Perhaps the most important question is: do high-range tests measure "g", the general factor in mental tests? Or does g break down into its factors at high levels, so that high-range tests measure various kinds of specificity rather than g? To answer this one needs to obtain a correlation matrix between a number of high-range tests of different content types, and perform some kind of factor analysis. This is a process that will take years, because it requires that each test in the matrix is taken by each individual from a group of testees. For the moment it might be useful to have a separate name for the possible general factor in high-range tests, to illustrate we don't know if it is the same as g; I suggest " q ".
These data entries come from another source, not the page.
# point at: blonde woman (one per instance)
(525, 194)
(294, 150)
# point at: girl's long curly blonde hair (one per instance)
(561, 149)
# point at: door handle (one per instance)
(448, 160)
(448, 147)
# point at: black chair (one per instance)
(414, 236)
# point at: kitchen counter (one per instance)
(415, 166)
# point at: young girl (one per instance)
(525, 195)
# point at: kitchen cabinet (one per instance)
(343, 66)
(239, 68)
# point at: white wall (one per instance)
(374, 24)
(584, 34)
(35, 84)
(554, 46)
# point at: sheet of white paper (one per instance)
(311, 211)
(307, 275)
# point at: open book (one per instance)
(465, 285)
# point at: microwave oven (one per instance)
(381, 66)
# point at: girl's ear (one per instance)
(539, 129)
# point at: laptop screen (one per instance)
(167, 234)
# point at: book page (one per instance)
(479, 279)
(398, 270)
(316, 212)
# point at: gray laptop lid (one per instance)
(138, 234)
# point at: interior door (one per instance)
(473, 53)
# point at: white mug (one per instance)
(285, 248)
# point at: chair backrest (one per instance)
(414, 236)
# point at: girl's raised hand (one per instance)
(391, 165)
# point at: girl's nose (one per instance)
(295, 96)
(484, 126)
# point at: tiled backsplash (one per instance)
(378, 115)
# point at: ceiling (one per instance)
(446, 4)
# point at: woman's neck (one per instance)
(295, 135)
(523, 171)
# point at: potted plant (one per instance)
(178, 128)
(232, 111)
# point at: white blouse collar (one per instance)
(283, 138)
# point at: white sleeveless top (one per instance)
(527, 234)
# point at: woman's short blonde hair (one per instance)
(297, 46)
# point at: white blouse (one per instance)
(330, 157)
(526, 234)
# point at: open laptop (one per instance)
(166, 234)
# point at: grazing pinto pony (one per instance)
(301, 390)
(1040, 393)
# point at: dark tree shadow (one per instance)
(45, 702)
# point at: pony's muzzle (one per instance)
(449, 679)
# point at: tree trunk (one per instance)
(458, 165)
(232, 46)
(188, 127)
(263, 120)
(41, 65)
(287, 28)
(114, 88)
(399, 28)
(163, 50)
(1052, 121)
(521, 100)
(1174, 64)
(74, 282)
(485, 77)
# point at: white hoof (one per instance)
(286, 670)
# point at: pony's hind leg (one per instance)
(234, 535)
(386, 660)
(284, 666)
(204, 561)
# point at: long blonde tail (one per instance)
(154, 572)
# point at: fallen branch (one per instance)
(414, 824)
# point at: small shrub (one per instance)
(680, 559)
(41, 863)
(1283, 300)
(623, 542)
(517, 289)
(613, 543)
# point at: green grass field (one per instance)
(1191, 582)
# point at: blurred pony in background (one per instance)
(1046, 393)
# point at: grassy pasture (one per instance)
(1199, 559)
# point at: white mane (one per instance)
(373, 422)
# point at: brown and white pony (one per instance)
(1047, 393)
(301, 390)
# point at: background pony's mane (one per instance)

Finally there is the question of possible overpresence of high scores. Such overpresence has been found in childhood scores, but it is yet unknown if it also occurs in adult IQ scores. In other words, are high-range scores the upper end of a normal distribution centered at IQ 100, or is there a "bump" in the high end? And if so, what is its cause? A problem here is that when one forces IQs into a normal distribution, as is the case on regular psychological tests that give deviation IQs, there is no room for possible overpresence to show up. High-range tests, normed on known prior scores, do give room to overpresence. So we will study the distribution of IQs on high-range tests. Since these tests are typically taken by too few people to do this for individual tests (except for the Mega, Titan and LAIT), a solution may be to combine a number of them. To avoid arbitrariness, the upper ones from the correlation matrix as it is to date could be chosen. A problem is then that some testees will be present more than once in the sample; if this occurs all over the range equally it is not disastrous, but otherwise (e.g. if very high scorers tend to take more tests than lower scorers) it distorts the distribution. A possible way around this is to take only one score from each testee, to wit that from the the test taken by him or her that is highest in the correlation matrix.